Weekly income contribution: £368.70.
Step 5: Deferred payment calculation
The weekly cost of Mrs Yorke’s chosen care home is £1,950.00.
The amount to be deferred each week is:
£1,950.00 − £368.70 = £1,581.30.
The maximum available deferred amount is £1,789.56 per week.
As £1,681.30 is less than £1,789.56, the cost of care is affordable and sustainable.
Mrs Yorke may also choose a care home costing up to £2,158.26 per week in the future.
Step 6: Property rental income calculation
Mrs Yorke decides to rent out her property through a letting agency.
Her monthly rental income is:
- Gross rental income: £1,250.00
- Agency fee (15%): £187.50
- VAT on agency fee (20%): £37.50
Total deductions: £187.50 + £37.50 = £225.00.
Net rental income: £1,250.00 − £225.00 = £1,025.00.

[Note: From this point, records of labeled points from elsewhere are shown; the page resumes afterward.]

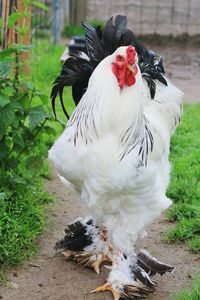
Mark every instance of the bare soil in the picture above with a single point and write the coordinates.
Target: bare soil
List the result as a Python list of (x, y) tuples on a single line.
[(50, 276)]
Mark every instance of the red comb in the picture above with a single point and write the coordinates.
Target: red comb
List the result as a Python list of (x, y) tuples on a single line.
[(131, 53)]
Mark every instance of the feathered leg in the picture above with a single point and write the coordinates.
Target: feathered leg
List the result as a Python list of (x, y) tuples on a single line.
[(86, 244), (126, 279), (151, 265)]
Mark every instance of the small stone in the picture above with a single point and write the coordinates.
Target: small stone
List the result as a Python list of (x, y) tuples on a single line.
[(40, 284), (15, 273)]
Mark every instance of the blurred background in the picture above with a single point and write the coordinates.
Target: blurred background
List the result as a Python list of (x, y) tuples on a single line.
[(36, 36), (172, 28)]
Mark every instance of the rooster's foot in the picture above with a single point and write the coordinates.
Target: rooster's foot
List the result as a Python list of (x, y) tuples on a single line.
[(87, 259), (130, 291), (151, 265)]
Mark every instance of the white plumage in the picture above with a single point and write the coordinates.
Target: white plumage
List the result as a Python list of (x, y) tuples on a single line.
[(121, 191), (115, 153)]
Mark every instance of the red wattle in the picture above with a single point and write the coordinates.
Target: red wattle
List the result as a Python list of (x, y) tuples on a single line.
[(130, 80)]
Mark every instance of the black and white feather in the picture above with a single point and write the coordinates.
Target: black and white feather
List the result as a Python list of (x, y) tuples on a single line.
[(76, 70)]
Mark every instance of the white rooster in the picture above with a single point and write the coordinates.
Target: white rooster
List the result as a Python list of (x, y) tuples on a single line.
[(114, 152)]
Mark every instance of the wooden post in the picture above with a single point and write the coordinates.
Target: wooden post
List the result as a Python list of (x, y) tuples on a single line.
[(25, 39), (9, 34), (77, 11)]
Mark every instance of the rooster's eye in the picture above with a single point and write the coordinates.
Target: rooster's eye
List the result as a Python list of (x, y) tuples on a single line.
[(120, 57)]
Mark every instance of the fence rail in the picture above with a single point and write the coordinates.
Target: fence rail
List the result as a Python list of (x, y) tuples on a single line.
[(152, 16)]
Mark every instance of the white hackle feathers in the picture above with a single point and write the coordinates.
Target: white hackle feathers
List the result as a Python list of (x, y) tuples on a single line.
[(115, 150)]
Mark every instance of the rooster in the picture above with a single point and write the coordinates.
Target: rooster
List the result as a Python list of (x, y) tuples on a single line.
[(114, 152)]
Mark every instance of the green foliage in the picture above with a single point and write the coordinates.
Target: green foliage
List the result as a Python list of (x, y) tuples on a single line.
[(21, 220), (189, 294), (72, 29), (25, 136), (185, 183), (44, 74), (23, 124)]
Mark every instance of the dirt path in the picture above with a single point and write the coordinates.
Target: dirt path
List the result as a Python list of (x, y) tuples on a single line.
[(49, 276)]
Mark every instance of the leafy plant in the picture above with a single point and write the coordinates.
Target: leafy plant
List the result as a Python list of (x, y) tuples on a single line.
[(25, 136)]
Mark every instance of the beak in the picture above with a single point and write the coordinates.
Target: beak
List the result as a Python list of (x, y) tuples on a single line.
[(133, 68)]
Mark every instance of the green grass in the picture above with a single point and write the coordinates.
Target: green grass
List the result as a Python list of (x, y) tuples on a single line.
[(189, 294), (21, 220), (185, 182)]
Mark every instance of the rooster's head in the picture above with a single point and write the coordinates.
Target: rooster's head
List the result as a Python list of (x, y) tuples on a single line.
[(125, 66)]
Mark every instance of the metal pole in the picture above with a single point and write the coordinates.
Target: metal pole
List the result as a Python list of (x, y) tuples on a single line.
[(56, 21)]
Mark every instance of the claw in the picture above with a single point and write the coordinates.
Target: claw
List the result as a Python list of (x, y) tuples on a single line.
[(107, 287), (129, 291), (154, 265)]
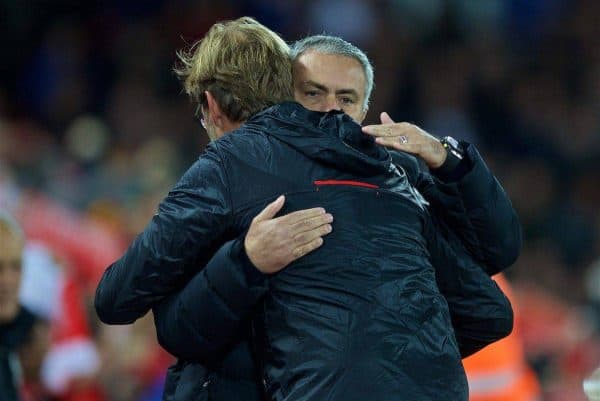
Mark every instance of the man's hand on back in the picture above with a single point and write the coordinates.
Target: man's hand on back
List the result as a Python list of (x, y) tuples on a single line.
[(408, 138), (273, 243)]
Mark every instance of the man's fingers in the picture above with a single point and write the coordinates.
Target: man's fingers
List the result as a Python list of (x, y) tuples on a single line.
[(308, 236), (271, 209), (389, 130), (305, 249), (414, 148), (385, 118), (300, 215)]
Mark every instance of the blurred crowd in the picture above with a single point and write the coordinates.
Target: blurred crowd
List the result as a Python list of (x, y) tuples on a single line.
[(94, 129)]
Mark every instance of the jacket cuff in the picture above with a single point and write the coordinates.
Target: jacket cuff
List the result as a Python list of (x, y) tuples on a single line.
[(472, 179), (454, 169), (234, 277)]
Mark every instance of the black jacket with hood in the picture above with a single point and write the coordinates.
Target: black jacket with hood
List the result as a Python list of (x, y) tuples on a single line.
[(360, 316)]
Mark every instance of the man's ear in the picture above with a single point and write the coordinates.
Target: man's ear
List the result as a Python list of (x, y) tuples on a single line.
[(363, 115), (215, 113)]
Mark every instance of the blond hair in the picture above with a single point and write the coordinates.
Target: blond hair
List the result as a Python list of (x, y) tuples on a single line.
[(243, 64)]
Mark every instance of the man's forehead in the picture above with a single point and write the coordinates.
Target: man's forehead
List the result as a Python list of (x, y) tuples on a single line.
[(330, 69)]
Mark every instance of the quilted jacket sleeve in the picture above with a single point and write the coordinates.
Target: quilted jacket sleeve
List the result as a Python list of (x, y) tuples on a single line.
[(200, 321), (481, 314), (191, 221), (479, 212)]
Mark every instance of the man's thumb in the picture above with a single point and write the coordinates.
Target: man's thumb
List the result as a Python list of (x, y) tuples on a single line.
[(385, 118), (271, 209)]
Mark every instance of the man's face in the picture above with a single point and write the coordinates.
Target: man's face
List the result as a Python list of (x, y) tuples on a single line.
[(11, 250), (324, 82)]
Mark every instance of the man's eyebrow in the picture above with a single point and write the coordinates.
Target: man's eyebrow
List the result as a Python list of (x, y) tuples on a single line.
[(346, 92), (322, 87)]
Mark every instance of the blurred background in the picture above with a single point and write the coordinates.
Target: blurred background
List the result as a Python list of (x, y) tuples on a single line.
[(94, 129)]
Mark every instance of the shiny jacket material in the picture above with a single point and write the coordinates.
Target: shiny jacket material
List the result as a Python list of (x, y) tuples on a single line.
[(388, 337)]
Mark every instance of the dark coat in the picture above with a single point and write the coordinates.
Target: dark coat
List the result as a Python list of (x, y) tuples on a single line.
[(13, 335), (285, 150)]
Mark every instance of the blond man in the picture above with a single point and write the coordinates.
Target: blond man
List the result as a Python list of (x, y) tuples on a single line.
[(361, 318)]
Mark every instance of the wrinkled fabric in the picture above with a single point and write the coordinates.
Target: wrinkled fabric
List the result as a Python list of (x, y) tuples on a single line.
[(390, 337)]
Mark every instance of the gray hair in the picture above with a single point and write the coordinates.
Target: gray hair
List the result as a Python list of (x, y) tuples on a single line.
[(335, 45)]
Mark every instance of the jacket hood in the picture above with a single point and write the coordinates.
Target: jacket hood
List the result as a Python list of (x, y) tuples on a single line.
[(331, 138)]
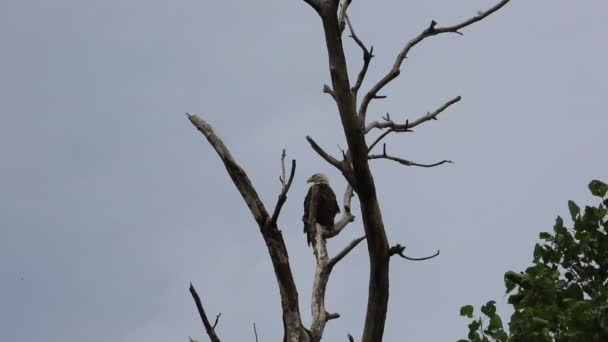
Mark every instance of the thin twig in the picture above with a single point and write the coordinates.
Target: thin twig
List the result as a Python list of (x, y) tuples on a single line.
[(382, 136), (327, 90), (367, 57), (285, 188), (201, 311), (398, 250), (345, 251), (433, 115), (432, 30), (342, 15), (405, 162), (407, 126), (217, 319), (333, 161)]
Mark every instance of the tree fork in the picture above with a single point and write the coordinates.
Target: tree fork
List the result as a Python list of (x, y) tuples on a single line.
[(377, 242)]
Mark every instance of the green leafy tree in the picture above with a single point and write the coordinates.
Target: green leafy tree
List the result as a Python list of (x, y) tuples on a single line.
[(563, 296)]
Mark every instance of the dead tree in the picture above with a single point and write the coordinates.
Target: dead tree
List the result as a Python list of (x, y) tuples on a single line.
[(354, 166)]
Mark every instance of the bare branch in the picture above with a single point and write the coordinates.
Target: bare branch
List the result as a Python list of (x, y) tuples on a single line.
[(433, 115), (405, 162), (283, 195), (282, 176), (238, 175), (328, 158), (367, 57), (406, 127), (314, 4), (331, 316), (382, 136), (398, 249), (328, 90), (208, 328), (432, 30), (345, 251), (217, 319), (273, 238), (342, 14)]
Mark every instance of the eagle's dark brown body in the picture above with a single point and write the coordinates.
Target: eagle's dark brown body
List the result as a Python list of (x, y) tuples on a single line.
[(325, 209)]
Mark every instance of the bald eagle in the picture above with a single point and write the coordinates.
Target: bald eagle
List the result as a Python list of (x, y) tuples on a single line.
[(324, 205)]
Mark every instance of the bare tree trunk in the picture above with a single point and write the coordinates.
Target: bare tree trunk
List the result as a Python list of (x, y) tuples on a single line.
[(377, 242)]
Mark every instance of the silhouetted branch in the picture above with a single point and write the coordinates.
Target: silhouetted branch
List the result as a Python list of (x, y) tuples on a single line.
[(433, 115), (328, 90), (405, 162), (398, 250), (367, 57), (432, 30), (208, 328), (342, 15), (217, 319), (333, 261), (328, 158), (331, 316), (285, 188), (407, 126), (273, 237)]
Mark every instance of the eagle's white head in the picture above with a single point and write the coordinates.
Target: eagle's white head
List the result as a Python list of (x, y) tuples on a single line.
[(318, 178)]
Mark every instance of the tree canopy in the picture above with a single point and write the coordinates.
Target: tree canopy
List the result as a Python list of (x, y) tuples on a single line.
[(563, 295)]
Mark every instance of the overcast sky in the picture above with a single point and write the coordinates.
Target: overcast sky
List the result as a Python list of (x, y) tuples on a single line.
[(111, 202)]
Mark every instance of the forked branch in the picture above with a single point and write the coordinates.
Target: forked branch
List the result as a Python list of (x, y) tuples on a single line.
[(285, 185), (432, 30), (367, 57), (405, 162), (399, 250), (208, 328), (333, 261), (273, 237)]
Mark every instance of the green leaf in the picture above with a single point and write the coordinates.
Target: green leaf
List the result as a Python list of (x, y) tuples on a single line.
[(495, 323), (574, 210), (489, 309), (538, 252), (467, 311), (598, 188)]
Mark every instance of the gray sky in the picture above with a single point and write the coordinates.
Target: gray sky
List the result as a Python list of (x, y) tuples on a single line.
[(111, 203)]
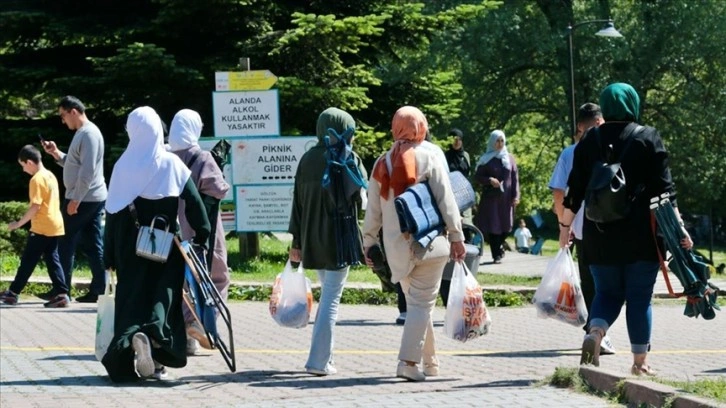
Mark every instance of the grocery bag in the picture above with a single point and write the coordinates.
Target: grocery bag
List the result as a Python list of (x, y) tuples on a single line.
[(291, 300), (559, 294), (466, 316), (104, 317)]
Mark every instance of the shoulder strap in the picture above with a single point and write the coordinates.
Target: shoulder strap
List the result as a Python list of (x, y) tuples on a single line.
[(134, 214), (193, 159), (629, 139)]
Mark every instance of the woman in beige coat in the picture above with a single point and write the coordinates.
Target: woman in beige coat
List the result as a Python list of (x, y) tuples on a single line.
[(419, 271)]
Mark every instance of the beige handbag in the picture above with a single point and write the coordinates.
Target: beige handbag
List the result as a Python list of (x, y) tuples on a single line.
[(153, 242)]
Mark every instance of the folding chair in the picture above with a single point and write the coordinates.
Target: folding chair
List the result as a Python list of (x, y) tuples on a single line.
[(204, 300)]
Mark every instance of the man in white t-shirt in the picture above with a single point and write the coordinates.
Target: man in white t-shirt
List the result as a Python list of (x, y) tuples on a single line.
[(522, 237), (589, 115)]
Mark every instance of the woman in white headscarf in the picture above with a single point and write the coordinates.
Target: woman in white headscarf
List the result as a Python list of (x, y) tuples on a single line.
[(186, 127), (148, 321), (496, 172)]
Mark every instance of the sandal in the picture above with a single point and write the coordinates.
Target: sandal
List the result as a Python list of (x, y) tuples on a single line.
[(642, 370), (591, 348)]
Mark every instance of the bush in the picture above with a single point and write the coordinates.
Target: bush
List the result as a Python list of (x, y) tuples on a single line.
[(14, 241)]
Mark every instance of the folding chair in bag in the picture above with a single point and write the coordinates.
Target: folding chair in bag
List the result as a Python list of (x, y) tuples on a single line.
[(204, 301), (689, 268)]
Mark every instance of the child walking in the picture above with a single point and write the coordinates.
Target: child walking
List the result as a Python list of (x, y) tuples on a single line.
[(46, 225)]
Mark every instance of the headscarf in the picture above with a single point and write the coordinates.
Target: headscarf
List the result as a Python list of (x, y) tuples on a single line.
[(409, 128), (620, 102), (492, 152), (336, 119), (186, 127), (145, 169)]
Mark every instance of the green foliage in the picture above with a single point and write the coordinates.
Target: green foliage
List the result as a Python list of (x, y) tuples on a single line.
[(12, 242)]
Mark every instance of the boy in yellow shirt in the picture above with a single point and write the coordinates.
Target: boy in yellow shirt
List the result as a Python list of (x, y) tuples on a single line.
[(46, 225)]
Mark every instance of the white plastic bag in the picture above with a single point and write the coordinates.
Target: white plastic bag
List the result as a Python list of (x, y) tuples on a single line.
[(466, 316), (105, 317), (291, 300), (559, 294)]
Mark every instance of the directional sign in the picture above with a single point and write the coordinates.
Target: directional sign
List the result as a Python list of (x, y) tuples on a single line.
[(251, 113), (263, 208), (244, 80), (270, 160)]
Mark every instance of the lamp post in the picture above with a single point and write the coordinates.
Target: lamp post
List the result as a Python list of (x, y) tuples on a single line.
[(607, 31)]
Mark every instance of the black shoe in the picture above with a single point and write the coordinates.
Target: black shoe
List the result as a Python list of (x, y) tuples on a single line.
[(376, 255), (57, 301), (47, 295), (88, 298)]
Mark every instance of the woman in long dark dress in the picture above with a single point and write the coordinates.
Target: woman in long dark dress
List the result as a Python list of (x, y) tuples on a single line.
[(496, 172), (148, 321)]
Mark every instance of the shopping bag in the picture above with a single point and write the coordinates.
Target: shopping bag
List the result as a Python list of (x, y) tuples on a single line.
[(291, 300), (104, 317), (559, 294), (466, 316)]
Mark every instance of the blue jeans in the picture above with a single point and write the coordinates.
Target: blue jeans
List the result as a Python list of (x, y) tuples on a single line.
[(83, 230), (631, 284), (40, 246), (321, 347)]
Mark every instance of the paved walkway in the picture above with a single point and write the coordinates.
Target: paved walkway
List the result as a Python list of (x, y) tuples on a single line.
[(46, 359)]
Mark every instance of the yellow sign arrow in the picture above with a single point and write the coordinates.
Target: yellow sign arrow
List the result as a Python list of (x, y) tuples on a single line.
[(244, 80)]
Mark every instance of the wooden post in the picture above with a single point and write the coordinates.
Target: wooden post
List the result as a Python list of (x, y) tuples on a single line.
[(249, 242), (249, 245)]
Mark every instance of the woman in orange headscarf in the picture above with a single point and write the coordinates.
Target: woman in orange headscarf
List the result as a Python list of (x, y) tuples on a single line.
[(419, 271)]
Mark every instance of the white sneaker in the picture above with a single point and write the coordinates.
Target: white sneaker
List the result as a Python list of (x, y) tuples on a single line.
[(160, 372), (142, 346), (192, 346), (606, 346)]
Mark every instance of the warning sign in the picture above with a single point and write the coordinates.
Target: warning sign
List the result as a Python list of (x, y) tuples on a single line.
[(263, 208), (268, 160), (252, 113)]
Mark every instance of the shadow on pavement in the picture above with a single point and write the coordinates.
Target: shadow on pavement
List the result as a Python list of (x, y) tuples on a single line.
[(75, 357), (91, 381), (501, 384), (363, 322), (528, 353)]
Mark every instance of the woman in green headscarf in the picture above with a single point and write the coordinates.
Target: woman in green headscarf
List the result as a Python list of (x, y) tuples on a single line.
[(623, 254)]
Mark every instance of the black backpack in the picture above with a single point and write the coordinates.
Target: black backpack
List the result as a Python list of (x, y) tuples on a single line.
[(606, 196)]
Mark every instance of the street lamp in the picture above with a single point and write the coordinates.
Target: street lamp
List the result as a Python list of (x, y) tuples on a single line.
[(607, 31)]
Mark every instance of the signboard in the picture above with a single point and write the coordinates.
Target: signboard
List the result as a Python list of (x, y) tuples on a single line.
[(263, 208), (226, 207), (254, 113), (268, 160), (244, 80)]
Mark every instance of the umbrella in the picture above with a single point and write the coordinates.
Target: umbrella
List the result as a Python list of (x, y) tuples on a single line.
[(205, 301), (691, 270)]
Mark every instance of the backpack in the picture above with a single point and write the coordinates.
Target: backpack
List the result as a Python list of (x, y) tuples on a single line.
[(606, 197)]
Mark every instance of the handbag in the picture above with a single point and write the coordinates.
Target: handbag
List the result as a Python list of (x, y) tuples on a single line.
[(418, 213), (463, 191), (105, 317), (153, 242)]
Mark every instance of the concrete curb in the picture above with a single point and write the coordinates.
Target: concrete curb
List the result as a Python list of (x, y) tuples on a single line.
[(637, 391)]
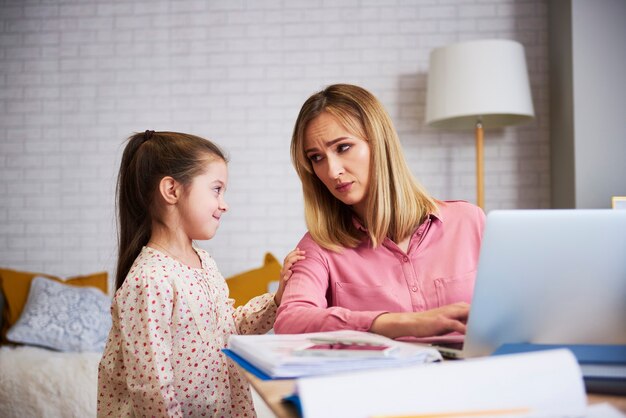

Mrs Yorke chooses to keep 10% of her net rental income:
£1,025.00 × 10% = £102.50.
Rental income added to contribution: £1,025.00 − £102.50 = £922.50 per month.
Final result: Contribution and sustainability
Mrs Yorke contributes £368.70 per week from her income towards her care.
She defers £1,581.30 per week against her property.
She also receives £922.50 per month from rental income, which is added to her contribution.
This reduces the amount borrowed against her property and helps her equity last longer. Her deferred payment arrangement remains affordable and sustainable.